Blog Post

Is the President Above the Law?

Trump's Lawyer Says He Can't Be Guilty of Obstructing Justice

Americans who lived through the Nixon years thought that president’s impeachment and resignation put forever to rest the notion that the president is above the law. After all, the first of the three articles of impeachment against Nixon charged that he “obstructed and impeded the administration of justice.”

Obstruction also was part of both impeachment articles returned against President Bill Clinton by the House of Representatives in 1998. Clinton ultimately was acquitted of course, but the principle that the president can be held accountable for obstruction of justice remained intact.

So it’s unsettling this morning to see John Dowd, President Trump’s personal attorney, asserting that because he’s the president, Trump cannot be guilty of obstruction of justice.

The “President cannot obstruct justice because he is the chief law enforcement officer under [the Constitution’s Article II] and has every right to express his view of any case,” Dowd told Axios.com.

Dowd is claiming authorship of a Tweet that came from Trump’s @RealDonaldTrump Twitter account on Saturday and looked a lot like a presidential admission of obstruction of justice. In the message, Trump – or Dowd – said the president fired former National Security Adviser Michael Flynn in February “because he lied to the Vice President and the FBI.”

If Trump wrote that, it suggests he knew about Flynn’s FBI lie – a crime under federal law to which Flynn pleaded guilty last week – when he allegedly asked FBI Director James Comey in March to give Flynn a pass in the bureau’s investigation of alleged Russian involvement in the 2016 election.

That kind of interference, or attempted interference in an ongoing FBI investigation certainly looks like obstruction, though Dowd asserted that the Tweet “did not admit obstruction.”

Dowd insists that the first time Trump knew for a fact that Flynn lied to the FBI was when Flynn was charged last Friday. And he’ll do no more Tweeting on the Trump account, the lawyer promised. “I’m out of the tweeting business. I did not mean to break news,” he said.

Other legal experts suggested Dowd’s claim that Trump cannot obstruct justice is an attempt to draw a distinction between a potential criminal prosecution and a possible move in the Congress to impeach the president.

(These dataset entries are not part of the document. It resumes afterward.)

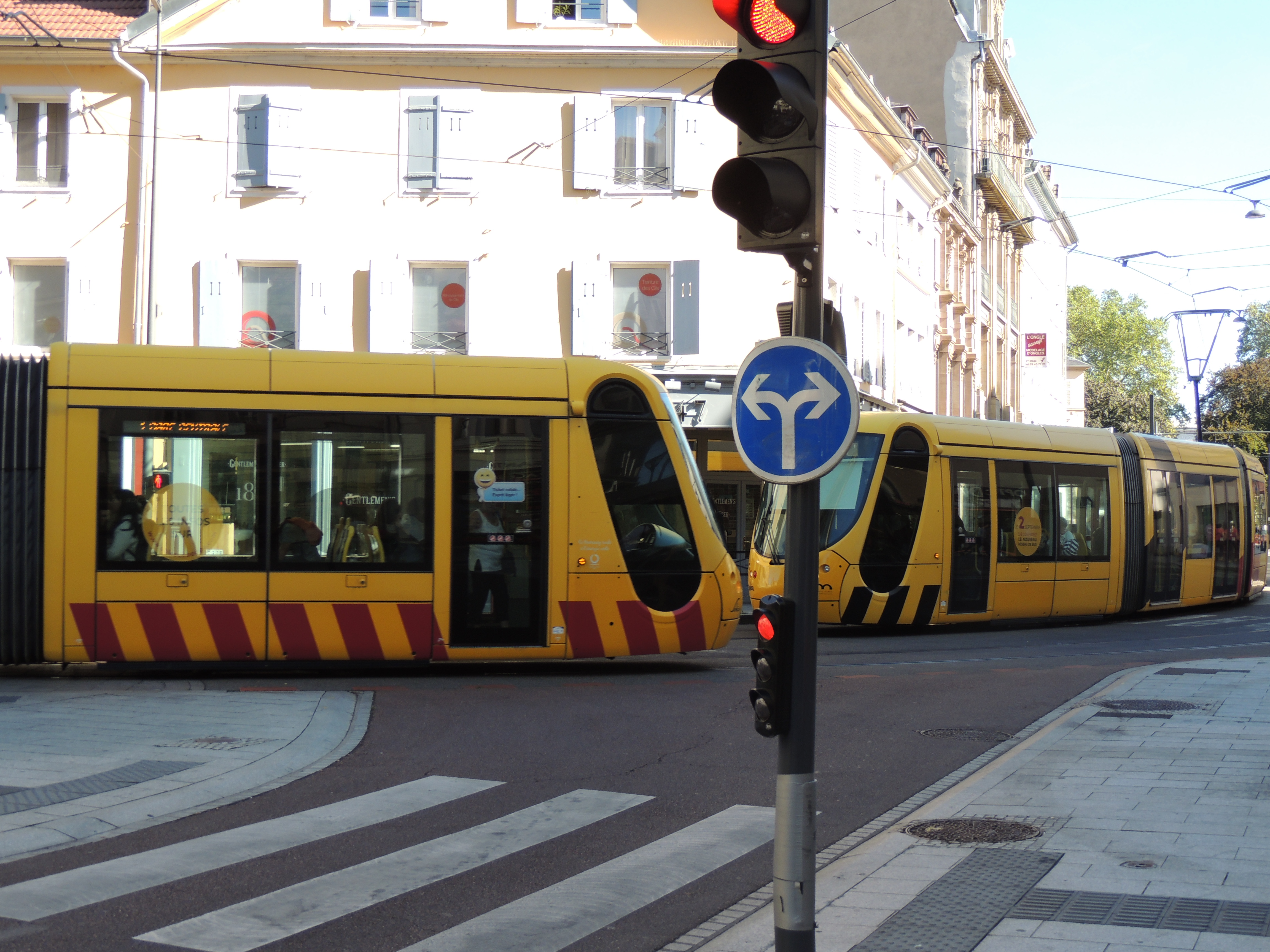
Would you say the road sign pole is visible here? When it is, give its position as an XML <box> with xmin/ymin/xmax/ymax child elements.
<box><xmin>773</xmin><ymin>249</ymin><xmax>823</xmax><ymax>952</ymax></box>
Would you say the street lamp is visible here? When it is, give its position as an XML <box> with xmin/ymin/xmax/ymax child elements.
<box><xmin>1170</xmin><ymin>307</ymin><xmax>1243</xmax><ymax>443</ymax></box>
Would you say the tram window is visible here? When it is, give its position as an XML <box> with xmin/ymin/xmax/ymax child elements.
<box><xmin>588</xmin><ymin>419</ymin><xmax>701</xmax><ymax>610</ymax></box>
<box><xmin>1252</xmin><ymin>480</ymin><xmax>1270</xmax><ymax>555</ymax></box>
<box><xmin>1182</xmin><ymin>472</ymin><xmax>1213</xmax><ymax>559</ymax></box>
<box><xmin>98</xmin><ymin>409</ymin><xmax>264</xmax><ymax>571</ymax></box>
<box><xmin>996</xmin><ymin>459</ymin><xmax>1054</xmax><ymax>562</ymax></box>
<box><xmin>272</xmin><ymin>414</ymin><xmax>433</xmax><ymax>571</ymax></box>
<box><xmin>1055</xmin><ymin>465</ymin><xmax>1111</xmax><ymax>562</ymax></box>
<box><xmin>754</xmin><ymin>433</ymin><xmax>883</xmax><ymax>561</ymax></box>
<box><xmin>860</xmin><ymin>428</ymin><xmax>930</xmax><ymax>591</ymax></box>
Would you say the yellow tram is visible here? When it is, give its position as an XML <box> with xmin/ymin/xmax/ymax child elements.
<box><xmin>0</xmin><ymin>344</ymin><xmax>742</xmax><ymax>665</ymax></box>
<box><xmin>749</xmin><ymin>413</ymin><xmax>1270</xmax><ymax>626</ymax></box>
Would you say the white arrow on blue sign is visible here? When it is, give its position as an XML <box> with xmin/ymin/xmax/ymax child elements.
<box><xmin>731</xmin><ymin>338</ymin><xmax>860</xmax><ymax>484</ymax></box>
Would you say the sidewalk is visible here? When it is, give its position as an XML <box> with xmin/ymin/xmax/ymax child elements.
<box><xmin>0</xmin><ymin>678</ymin><xmax>371</xmax><ymax>861</ymax></box>
<box><xmin>696</xmin><ymin>659</ymin><xmax>1270</xmax><ymax>952</ymax></box>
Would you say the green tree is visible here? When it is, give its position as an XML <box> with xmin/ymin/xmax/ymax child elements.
<box><xmin>1067</xmin><ymin>284</ymin><xmax>1190</xmax><ymax>433</ymax></box>
<box><xmin>1085</xmin><ymin>374</ymin><xmax>1178</xmax><ymax>437</ymax></box>
<box><xmin>1234</xmin><ymin>301</ymin><xmax>1270</xmax><ymax>363</ymax></box>
<box><xmin>1201</xmin><ymin>360</ymin><xmax>1270</xmax><ymax>457</ymax></box>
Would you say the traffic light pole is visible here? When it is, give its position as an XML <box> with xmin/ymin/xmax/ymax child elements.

“It is certainly possible for a president to obstruct justice,” former White House counsel Bob Bauer told Axios. “The case for immunity (from criminal prosecution) has its adherents, but they based their position largely on the consideration that a president subject to prosecution would be unable to perform the duties of the office, a result that they see as constitutionally intolerable.”

While Trump may be out of reach in court, Bauer suggested there’s no question that the House can impeach and the Senate can convict the president for any actions, including obstruction of justice, that lawmakers decide are “high crimes and misdemeanors” under the Constitution.

And at least one senior senator, while saying talk of impeachment is premature, argued over the weekend that Trump increasingly appears vulnerable to charges of obstruction. “I think what we’re beginning to see is the putting together of a case of obstruction of justice,” Sen. Dianne Feinstein, D-CA, told NBC.

“I see it in the hyper-frenetic attitude of the White House, the comments every day, the continual tweets. And I see it most importantly in what happened with the firing of Director Comey, and it is my belief that that is directly because he did not agree to ‘lift the cloud’ of the Russia investigation. That’s obstruction of justice.”